I write a political blog called Ramona’s Voices, where I often feel the need to rage on about the insanity of a man like Donald Trump getting even this close to the presidency. I’ve tried to keep my opinions corralled in the spaces where political opinion are accepted and even welcomed.
This is my personal space, and up to now I’ve kept politics out of it. I can’t do it any more. I’m taking this particular race personally, and it gnaws at me day and night. There is nothing even close to normal about it.
I deliberately haven’t asked my family or friends if they support Donald Trump because I’m so afraid some of them will say they do and our relationship will never be the same. Yes, I feel that strongly about this candidate. I’m a Democrat who has only voted Republican once or twice in my life, but because of Donald Trump I’m shocked at how nostalgic I’m feeling about all of the Republicans before him. My consolation is that Donald Trump is not really a Republican. He’s an opportunist who will be whatever he thinks people want him to be.
Suddenly he’s a Christian, even though everyone knows religion has never been a priority for him. He pretends he’s a hater because he saw a niche and worked to fill it. He’s an empty vessel, an opportunist, a vile human being who shows so little respect for this country he doesn’t even feel the need to study up for the job he’s applying for–incredibly, the highest job in the land.
He knows nothing about the constitution and doesn’t care. Rules are his to make and if you question him he’ll tell you that the polls show he’s right and we’re wrong. He’s winning hearts and minds and since he sees the presidential campaign as nothing more than a popularity contest, he can do and say anything he wants and to hell with the rest of us.
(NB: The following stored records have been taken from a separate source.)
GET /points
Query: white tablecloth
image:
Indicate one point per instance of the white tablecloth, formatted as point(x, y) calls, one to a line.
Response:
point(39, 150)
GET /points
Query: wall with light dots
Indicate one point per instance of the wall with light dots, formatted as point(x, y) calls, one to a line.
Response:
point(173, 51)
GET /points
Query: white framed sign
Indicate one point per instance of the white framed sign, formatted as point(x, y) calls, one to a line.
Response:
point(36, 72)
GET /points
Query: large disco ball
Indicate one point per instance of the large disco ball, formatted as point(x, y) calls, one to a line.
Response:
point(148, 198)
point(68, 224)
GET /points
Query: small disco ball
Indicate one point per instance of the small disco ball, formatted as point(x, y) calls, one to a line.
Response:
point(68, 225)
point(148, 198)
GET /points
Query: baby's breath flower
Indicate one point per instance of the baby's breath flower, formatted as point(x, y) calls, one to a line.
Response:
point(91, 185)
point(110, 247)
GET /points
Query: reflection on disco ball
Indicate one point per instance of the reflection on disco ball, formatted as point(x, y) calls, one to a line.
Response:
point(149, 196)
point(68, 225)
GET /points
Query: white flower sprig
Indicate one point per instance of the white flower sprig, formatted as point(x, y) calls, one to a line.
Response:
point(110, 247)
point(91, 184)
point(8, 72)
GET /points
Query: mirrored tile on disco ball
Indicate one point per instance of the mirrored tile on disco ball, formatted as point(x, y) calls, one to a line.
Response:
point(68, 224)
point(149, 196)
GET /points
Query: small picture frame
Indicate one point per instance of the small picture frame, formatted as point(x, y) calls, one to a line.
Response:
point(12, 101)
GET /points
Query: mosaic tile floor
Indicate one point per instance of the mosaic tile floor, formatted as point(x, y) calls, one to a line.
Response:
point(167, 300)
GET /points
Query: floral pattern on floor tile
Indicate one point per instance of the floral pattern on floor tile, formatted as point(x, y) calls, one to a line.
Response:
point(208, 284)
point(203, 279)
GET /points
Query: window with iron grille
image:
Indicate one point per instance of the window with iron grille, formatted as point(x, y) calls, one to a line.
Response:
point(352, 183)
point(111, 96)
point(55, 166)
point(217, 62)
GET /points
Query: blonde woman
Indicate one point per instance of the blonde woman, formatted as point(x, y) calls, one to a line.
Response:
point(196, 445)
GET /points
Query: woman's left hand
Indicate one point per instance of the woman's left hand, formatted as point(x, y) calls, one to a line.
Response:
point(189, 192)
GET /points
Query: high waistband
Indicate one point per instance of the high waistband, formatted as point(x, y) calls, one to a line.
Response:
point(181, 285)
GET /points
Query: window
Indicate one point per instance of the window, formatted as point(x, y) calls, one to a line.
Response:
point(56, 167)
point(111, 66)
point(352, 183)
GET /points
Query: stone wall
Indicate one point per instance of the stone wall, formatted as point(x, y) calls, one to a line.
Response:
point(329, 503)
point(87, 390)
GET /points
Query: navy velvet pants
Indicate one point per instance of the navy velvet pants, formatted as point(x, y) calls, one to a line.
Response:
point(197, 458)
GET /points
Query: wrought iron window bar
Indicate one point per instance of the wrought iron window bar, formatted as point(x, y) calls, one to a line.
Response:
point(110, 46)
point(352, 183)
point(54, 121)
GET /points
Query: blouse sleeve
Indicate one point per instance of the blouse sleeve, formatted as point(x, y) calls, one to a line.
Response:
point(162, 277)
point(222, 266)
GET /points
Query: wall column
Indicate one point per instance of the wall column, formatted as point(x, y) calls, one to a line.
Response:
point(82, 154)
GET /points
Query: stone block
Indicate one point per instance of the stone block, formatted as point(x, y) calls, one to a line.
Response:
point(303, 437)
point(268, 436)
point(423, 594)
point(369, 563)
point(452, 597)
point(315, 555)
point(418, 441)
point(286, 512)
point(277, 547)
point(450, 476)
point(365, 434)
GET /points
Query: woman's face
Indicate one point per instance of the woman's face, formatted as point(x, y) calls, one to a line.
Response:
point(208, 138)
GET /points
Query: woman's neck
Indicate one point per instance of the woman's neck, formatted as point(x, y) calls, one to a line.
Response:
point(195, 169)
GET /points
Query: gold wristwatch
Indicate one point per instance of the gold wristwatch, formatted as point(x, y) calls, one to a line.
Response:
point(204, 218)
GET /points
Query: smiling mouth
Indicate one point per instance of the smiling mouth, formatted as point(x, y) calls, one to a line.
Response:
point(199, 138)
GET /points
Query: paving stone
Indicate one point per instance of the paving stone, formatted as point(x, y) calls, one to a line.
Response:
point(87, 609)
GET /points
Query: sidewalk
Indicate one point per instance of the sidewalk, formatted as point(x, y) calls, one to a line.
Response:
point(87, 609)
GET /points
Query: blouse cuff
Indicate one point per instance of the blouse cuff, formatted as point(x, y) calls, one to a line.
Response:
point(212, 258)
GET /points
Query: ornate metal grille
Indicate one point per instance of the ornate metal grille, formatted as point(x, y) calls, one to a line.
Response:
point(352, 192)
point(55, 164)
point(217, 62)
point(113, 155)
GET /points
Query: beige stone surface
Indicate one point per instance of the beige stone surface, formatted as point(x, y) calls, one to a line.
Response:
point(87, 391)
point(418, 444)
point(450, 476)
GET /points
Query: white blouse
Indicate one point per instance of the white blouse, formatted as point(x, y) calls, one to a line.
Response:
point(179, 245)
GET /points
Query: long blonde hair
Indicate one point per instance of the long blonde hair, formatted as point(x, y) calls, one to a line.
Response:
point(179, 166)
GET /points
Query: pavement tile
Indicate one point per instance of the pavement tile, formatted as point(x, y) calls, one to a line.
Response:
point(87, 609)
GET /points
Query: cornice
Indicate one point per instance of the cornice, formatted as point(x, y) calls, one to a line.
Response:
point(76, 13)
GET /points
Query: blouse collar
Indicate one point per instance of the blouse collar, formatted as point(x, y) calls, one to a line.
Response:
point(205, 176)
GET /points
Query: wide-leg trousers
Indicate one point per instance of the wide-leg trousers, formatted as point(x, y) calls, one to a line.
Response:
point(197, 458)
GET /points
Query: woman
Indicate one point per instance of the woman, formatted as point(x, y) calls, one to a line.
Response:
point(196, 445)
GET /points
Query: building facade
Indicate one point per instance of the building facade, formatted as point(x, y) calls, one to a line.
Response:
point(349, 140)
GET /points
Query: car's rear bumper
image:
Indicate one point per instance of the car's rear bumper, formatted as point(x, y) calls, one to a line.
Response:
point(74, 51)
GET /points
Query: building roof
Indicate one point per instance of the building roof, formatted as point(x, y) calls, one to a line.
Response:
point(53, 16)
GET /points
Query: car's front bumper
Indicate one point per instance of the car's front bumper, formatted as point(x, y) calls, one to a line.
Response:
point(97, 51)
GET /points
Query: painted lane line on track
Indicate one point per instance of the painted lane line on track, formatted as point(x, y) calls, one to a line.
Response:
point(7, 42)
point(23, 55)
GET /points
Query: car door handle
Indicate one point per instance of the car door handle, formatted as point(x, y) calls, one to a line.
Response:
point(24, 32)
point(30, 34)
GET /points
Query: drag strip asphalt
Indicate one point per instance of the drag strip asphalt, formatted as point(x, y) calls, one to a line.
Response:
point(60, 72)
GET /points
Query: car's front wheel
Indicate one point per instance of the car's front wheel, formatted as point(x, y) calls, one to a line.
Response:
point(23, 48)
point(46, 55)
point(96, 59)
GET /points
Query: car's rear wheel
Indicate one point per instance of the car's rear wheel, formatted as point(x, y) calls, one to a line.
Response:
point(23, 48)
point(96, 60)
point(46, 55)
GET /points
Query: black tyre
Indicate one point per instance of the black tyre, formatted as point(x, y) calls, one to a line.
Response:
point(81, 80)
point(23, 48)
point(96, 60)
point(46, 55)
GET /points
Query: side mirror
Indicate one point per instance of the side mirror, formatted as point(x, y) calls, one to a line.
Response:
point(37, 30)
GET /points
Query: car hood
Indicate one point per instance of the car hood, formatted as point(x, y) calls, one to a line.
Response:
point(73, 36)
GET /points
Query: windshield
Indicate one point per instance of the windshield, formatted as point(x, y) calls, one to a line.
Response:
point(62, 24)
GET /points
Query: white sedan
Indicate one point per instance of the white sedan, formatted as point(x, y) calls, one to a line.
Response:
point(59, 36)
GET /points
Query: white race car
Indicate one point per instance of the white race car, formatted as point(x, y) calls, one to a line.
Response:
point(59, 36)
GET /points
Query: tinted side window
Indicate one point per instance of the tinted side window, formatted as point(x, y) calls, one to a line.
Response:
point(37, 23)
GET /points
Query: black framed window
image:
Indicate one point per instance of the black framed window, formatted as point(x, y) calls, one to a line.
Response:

I don’t just want him to lose, I want him to lose so badly nothing he ever says from now to eternity will ever be broadcast again. But I know it won’t happen. I won’t get my wish. And I’m terrified about what this says about our country and what we’ve become.
I have no solutions. I don’t understand what’s happening enough to have solutions. We’re not a country that hates but that’s what it’s looking like. We built our reputation if not on kindness, at least on tolerance. We’ve learned something from our past transgressions. We are each different enough to understand the need to accept differences. We’ve grown, or at least I thought we did.
Donald Trump is not representative of who we are. He can’t be. He won’t be. We won’t let him be.
I wanted to keep this space a sanctuary against the insanity that is our world now, but the world seeps in wherever I am. You’ll notice that I rarely write here anymore. That’s because I can’t retreat to a sanctuary when there are such pressing needs in the real world.
As I said, I take this personally. This presidential race is like no other. It will be my obsession from now until November because I can’t sit back and let Donald Trump get away with this. I don’t hide from it anywhere else, and I can’t hide from it here. Reality strikes, even in sanctuaries.